In an effort to bridge current and future budget gaps, the City is turning to . . . used cars.

An ordinance circulating through the mayor’s office seeks to establish a new pay-as-you-go replacement plan for aging vehicles within the City’s fleet. The current system requires that a fund be set aside for future vehicle replacement and repairs. Interim Chief Financial Officer Walt Bussells said the City should recoup millions by investing about half that fund with the City’s pension.

Bussells said the City would take about $17 million from the $58 million fund to pay for this year’s replacements and repairs. After contributing $5.8 million to a contingency fund, the City seeks to invest the $35 million remainder into the General Pension Fund. Bussells said the funds currently earn about 1 percent in a money market account.

The General Pension targets 8.5 percent earnings on its investments. At that rate, the City would earn more than $2 million annually. However, the fund lost 2 percent in 2002 due largely to stock market struggles following the corporate scandals and Sept. 11 terrorist attacks.

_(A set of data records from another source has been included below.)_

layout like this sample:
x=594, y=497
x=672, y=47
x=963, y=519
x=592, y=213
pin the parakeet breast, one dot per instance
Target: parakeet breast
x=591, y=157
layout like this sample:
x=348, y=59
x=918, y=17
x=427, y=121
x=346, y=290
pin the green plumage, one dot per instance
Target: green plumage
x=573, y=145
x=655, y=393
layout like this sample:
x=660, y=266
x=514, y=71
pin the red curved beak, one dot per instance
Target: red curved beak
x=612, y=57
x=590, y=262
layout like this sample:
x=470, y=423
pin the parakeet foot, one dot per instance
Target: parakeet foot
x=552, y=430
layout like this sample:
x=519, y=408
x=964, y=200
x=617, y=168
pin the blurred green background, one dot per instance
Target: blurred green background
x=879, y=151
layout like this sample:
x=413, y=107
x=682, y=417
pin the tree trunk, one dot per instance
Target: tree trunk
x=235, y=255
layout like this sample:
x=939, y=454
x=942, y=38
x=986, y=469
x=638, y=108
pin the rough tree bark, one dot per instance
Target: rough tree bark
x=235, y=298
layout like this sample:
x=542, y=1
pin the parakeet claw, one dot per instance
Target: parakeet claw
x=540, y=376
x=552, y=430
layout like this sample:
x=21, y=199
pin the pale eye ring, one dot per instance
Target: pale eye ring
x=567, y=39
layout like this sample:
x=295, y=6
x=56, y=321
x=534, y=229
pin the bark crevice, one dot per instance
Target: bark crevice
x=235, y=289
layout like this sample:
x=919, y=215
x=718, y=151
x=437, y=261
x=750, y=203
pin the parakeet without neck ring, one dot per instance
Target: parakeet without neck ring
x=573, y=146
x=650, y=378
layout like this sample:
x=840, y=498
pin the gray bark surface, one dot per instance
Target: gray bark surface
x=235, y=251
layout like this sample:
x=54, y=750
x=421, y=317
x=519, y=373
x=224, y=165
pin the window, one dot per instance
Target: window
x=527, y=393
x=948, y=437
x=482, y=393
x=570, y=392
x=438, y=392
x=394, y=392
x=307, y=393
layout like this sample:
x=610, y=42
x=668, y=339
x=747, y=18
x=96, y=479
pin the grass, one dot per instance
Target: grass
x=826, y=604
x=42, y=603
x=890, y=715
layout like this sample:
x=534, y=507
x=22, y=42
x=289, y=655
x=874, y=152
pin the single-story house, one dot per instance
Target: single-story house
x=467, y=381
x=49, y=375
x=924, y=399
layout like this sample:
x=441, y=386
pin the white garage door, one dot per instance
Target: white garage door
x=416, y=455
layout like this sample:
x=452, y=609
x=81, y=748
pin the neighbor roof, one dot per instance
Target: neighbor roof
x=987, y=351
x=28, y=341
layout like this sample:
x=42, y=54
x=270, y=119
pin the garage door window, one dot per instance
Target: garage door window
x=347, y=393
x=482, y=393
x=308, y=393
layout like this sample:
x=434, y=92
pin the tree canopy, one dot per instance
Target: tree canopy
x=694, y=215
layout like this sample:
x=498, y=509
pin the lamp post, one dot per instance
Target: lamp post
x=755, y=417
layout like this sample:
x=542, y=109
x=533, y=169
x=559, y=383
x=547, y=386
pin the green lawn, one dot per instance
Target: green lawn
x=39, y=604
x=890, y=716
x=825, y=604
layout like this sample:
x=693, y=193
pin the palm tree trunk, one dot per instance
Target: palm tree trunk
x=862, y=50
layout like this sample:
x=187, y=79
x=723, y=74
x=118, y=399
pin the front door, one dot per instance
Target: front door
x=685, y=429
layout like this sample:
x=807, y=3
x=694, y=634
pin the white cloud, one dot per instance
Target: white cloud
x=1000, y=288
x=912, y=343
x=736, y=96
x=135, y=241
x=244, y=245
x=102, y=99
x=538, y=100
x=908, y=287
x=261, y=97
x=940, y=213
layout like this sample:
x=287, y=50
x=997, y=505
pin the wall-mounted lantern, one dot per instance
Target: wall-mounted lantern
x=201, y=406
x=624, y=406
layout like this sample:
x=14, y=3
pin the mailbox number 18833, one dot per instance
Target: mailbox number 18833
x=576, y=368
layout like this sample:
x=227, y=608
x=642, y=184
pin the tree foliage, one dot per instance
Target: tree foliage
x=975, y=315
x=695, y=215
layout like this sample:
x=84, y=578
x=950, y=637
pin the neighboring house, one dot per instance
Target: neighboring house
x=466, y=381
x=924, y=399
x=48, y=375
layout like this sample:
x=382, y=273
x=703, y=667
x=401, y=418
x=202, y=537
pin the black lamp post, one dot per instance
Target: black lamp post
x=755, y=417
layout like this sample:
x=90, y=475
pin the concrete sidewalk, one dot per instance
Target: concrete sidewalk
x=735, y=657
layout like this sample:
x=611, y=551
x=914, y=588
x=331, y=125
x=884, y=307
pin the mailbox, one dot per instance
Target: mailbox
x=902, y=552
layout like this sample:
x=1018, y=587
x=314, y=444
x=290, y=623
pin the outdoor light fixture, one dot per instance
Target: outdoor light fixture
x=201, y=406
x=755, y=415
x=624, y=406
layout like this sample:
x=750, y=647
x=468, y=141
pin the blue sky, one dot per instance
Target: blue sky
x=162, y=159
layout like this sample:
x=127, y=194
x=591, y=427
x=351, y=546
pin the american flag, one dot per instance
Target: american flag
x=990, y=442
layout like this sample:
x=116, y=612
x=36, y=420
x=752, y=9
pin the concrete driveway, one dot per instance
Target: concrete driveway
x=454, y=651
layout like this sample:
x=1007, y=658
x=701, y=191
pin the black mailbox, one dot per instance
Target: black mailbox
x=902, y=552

Bussells said the pension would undergo periods of “boom and bust,” but said the fund would earn money long term. The pension has earned 6.2 percent over the last six years.

“There have been times, in the past decade, when the pension fund has earned over 25 percent,” said Bussells. “If you look at a five-year rolling average, the extreme highs and lows balance out.”

Preliminary drafts of the ordinance — Bussells said four or five had already made the rounds — codify explicit criteria for deciding whether a vehicle should be replaced or repaired. Bussells said vehicles would be replaced when the cost to maintain them became prohibitive.

With the vehicle ordinance, the City will present to the Council legislation that clears the way for a “matched book” approach to City investing and borrowing.

Mayor John Peyton is counting on the new financial strategy to return $15 million to the City next year. The proposed budget lists that money as revenue.

Bussells said the ordinance would link investing and borrowing through the transactions’ durations. He said the City’s current investments mature in the short term while its borrowing is financed long term.

He said the City has been locked into paying interest rates on some bonds that have not allowed refinancing as interest rates have dropped to recent historic lows. Lower interest rates have also meant less return on money market accounts meaning, in some cases, that the City is paying more to borrow than it receives to invest.

“We’ve been paying more than we had to in net interest,” said Bussells. “We’ve missed some opportunities to reduce the cost on borrowing.”

Both ordinances will require Council approval. Bussells said the Council will consider them as a package with the budget. He said the mayor’s staff has been working with Council Auditor Richard Wallace “every step of the way,” in drafting the ordinances.

Bussells said the ordinances represented a lot of the Council’s thinking and the administration’s efforts at early cooperation represented a new approach to the budget approval process.